Annotation work consists of the manual and meticulous labeling of documents (pictures, texts…) with a desired outcome that the algorithmic model will then reproduce. It can be undertaken by various categories of actors. While annotation conducted by underpaid and outsourced workers has been well documented, these activities can also be assumed by qualified workers even within prestigious professions. All of these empirical cases raise questions regarding the micro doubts, inquiries, choices, and overall expertise, that progressively shape the training data sets and, thus, the results produced by AI. Data labelling is about putting classification systems into practice, defining categories and their empirical borders, and constructing information infrastructures. Despite these strong political impacts, data annotation remains highly invisible.
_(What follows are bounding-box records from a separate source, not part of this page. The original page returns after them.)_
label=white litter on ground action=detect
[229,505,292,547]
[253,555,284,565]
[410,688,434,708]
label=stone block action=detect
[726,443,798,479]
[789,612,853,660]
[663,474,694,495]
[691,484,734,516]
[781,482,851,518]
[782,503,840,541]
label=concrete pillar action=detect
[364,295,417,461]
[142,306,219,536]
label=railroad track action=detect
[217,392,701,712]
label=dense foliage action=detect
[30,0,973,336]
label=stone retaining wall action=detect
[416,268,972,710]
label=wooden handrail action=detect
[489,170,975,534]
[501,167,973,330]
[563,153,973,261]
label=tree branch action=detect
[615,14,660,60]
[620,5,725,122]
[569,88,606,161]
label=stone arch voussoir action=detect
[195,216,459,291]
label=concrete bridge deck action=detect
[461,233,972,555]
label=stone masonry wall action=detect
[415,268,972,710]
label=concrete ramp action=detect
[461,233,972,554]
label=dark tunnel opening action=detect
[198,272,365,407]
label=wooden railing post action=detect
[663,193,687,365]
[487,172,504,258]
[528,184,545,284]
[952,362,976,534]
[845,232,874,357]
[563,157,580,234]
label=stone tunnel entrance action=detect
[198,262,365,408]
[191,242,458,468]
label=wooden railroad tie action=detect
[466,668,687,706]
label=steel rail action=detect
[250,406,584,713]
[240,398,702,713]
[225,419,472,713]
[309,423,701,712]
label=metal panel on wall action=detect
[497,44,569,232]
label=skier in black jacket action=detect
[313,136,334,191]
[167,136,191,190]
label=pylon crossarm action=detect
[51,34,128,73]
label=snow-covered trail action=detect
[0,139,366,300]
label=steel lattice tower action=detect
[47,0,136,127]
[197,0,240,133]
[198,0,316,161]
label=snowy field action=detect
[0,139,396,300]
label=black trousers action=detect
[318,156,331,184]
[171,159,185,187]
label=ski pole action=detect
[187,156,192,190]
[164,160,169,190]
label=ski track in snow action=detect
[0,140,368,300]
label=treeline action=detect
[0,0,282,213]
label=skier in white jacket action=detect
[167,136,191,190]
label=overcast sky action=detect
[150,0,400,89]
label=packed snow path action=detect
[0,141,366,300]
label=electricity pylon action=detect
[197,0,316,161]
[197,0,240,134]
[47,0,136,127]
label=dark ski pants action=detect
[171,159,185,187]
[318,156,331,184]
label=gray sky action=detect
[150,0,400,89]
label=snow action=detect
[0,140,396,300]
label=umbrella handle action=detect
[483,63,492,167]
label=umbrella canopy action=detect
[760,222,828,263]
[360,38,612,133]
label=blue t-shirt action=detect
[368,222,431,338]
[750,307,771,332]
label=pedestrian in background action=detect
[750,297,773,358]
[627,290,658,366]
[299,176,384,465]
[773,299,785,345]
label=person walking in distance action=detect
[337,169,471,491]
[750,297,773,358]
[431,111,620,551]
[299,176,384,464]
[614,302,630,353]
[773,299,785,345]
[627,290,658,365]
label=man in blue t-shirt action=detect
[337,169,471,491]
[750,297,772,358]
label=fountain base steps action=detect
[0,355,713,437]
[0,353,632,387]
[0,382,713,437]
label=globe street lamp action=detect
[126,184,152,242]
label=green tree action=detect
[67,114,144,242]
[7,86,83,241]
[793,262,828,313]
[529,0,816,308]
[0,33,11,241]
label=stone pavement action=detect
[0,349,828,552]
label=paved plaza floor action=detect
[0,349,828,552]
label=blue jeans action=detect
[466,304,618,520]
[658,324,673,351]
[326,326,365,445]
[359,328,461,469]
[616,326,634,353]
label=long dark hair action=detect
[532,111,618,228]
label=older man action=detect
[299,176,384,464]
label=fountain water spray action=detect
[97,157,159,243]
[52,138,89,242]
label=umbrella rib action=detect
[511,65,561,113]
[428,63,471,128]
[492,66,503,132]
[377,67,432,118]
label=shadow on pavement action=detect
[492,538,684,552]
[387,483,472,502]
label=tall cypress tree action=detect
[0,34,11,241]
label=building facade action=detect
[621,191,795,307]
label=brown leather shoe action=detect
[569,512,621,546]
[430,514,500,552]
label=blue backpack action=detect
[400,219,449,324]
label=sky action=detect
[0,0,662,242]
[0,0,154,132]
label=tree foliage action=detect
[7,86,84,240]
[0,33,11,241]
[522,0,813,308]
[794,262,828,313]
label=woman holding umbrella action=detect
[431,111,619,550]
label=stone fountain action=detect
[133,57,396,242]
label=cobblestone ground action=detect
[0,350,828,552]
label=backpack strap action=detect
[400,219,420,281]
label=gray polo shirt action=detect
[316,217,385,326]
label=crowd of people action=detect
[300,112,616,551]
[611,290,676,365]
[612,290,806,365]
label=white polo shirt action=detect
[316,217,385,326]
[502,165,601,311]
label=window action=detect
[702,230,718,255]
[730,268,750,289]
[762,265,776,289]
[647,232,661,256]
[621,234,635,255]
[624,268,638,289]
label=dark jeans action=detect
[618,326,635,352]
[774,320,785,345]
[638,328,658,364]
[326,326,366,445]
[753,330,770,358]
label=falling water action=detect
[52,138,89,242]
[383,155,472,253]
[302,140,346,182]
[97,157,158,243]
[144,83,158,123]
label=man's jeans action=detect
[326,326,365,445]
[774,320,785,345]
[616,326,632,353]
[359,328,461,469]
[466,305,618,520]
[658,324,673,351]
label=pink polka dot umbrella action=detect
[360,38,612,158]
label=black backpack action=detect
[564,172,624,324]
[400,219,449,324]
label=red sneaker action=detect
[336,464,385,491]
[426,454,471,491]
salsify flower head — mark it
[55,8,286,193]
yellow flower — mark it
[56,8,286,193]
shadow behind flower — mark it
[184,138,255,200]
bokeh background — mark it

This panel welcomes papers addressing the question of annotation from an empirical perspective. The contributions may include:

- Ethnographic studies documenting the practices of annotation work in particular contexts.

- Historical studies situating annotation work for AI in a broader genealogy of classification instruments and inscription practices.

- Organizational studies describing the effects of different institutional settings (in-house, outsourced, subcontracted etc.) and social configurations (gender, nationality, socioeconomic background etc.) on the annotation process.

The last session will be constructed as an open workshop, aiming at drawing research questions and perspectives.